5/27/2009 6:09 PM | 4 Comments | Page 2 of 2
Yet in the background, water is flowing into the Wasteland. The visual effect on the landscape is not tremendous. But the effect it has on the Washington, D.C. ruins, as a storytelling environment, is immense. Everywhere you go there will be evidence that things are changing. Water brings life, but in the Wasteland it also brings trouble.

He cares not for your water. He wants blood, and meat. Bloody meat.
Westerns are about human nature, not six-shooters and hats. The ugly side of human nature drives three side quests introduced in
Broken Steel. With a new, easily stolen resource come new con artists and bandits. Raids on water caravans deprive towns of much-needed clean water. A ghoul irradiates clean water and sells it to other radiation-mutated citizens as a cure-all. An old woman near Megaton (assuming it still exists in your version of the Wasteland) builds a mad religion that carries the light of "Atom's Gift" through so-called Holy Water.
Those three mini-stories are all as close to core Western setups as you'll find. They add a new sort of strife to the environment.

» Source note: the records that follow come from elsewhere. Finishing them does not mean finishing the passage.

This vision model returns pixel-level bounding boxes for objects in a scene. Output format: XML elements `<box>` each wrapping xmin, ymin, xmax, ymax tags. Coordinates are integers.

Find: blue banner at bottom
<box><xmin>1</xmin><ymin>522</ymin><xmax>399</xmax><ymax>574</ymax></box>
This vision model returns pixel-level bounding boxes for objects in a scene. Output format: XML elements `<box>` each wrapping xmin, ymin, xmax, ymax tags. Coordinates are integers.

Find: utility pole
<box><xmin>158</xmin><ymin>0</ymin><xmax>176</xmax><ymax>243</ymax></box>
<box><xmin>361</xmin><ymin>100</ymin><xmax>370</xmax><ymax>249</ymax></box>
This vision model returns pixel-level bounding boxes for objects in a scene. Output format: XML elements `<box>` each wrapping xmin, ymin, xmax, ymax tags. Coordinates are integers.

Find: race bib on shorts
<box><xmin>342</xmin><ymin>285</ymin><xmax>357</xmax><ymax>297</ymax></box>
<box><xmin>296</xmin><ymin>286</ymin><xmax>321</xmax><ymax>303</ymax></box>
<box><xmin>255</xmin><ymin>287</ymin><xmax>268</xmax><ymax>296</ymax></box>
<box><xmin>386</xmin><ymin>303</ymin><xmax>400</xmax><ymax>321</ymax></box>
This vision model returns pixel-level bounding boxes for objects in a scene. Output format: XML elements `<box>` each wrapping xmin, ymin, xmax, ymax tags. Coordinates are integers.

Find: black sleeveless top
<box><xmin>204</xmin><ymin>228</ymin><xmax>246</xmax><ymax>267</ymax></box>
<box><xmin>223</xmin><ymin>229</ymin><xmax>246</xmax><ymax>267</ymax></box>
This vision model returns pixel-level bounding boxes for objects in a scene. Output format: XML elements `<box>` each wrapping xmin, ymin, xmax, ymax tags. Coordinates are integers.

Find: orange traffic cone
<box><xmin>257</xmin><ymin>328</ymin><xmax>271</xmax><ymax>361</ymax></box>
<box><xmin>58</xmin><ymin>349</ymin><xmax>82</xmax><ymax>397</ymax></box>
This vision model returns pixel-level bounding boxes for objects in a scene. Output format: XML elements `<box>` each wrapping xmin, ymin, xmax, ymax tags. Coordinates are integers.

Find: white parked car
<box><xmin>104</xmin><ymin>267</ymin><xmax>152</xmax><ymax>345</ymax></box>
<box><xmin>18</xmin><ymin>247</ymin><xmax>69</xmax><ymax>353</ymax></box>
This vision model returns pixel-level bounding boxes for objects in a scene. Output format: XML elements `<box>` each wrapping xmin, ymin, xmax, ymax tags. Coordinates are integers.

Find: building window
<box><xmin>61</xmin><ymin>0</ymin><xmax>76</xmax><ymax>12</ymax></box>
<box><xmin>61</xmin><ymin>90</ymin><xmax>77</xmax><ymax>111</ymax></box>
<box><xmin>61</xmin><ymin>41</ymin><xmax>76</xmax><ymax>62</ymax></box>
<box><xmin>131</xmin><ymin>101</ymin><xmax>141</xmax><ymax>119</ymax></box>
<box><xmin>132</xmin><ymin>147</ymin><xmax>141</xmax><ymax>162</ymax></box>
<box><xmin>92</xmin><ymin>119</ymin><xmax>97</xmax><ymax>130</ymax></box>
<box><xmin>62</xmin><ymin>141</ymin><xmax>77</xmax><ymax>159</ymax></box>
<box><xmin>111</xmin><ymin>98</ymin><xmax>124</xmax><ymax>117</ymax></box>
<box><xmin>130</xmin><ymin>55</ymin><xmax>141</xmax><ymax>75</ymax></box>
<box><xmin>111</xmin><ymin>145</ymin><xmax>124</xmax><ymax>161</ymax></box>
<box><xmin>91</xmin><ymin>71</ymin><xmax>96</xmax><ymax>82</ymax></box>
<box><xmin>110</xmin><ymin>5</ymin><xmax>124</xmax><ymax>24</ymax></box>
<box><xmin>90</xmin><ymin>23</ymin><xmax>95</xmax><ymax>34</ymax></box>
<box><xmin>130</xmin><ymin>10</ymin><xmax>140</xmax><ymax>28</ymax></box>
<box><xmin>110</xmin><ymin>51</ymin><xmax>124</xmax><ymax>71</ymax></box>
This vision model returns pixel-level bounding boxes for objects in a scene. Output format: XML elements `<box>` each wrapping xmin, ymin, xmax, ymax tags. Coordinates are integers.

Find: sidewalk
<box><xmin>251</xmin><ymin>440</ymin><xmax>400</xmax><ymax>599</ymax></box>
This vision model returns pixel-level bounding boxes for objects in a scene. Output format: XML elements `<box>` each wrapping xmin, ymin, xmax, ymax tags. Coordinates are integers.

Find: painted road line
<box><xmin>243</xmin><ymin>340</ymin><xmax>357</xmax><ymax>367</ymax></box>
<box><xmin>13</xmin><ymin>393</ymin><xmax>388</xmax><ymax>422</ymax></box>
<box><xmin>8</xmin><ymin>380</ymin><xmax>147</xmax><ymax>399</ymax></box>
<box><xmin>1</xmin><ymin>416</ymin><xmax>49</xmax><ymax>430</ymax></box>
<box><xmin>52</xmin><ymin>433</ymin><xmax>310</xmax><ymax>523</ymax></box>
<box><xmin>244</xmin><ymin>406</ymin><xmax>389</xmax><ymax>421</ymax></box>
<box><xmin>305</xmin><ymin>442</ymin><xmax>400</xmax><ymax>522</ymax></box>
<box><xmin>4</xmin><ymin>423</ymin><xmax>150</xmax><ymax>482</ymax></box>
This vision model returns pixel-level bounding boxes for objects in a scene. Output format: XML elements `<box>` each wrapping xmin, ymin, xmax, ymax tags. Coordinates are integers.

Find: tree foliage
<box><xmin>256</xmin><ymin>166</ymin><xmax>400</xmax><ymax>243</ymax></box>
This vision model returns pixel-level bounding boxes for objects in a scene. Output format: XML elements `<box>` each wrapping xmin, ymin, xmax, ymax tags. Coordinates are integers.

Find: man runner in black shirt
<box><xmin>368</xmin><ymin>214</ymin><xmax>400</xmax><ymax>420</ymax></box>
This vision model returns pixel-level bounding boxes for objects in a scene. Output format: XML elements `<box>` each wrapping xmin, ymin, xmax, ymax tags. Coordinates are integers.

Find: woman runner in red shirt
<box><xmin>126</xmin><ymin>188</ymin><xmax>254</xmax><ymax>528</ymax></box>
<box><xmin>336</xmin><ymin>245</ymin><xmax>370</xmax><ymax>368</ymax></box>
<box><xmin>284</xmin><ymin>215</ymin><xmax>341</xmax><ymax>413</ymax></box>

There's a specific product we can all identify with, and the possession of it, or lack thereof, now defines people. If I had to ask for something more than a simple action Western to really make the genre come alive in gaming, I'd want scenarios with conflict between politics and industry and character. That begins right here.
In addition to the quests you'll find nearly a dozen incidental encounters, all of which serve to underscore the ways in which water may or may not be the source of humanity's salvation.

Also not concerned with water: new, more dangerous ghouls.
The Brotherhood of Steel, which controls the purification system, can't figure out how to distribute its new resource. It finds that manpower, already stretched to the breaking point by the endgame of the campaign against the Enclave, is not up to the task of bringing water to the people. Mercs fight over caravans transporting the so-called "Aqua Pura." Entrepreneurs find ways to scan folks out of free-flowing, crystalline health. Bandits use the promise of free water to ambush unwary Wastelanders. Behind the action there are beleaguered bureaucrats like Scribe Bigsley, the Brotherhood of Steel cleric who has the sad job of making sure clean water flows everywhere.
So elements of the three larger side quests are echoed across the Wasteland. Everywhere you go there is a new layer of concern and strife. Water caravans, or their remains, are everywhere. Fallout begins to feel even less like a specifically post-apocalyptic landscape and more like a spaghetti Western. It's a place where everything is accentuated: fear, desire, desperation and change. It's an unexpectedly beautiful place to be.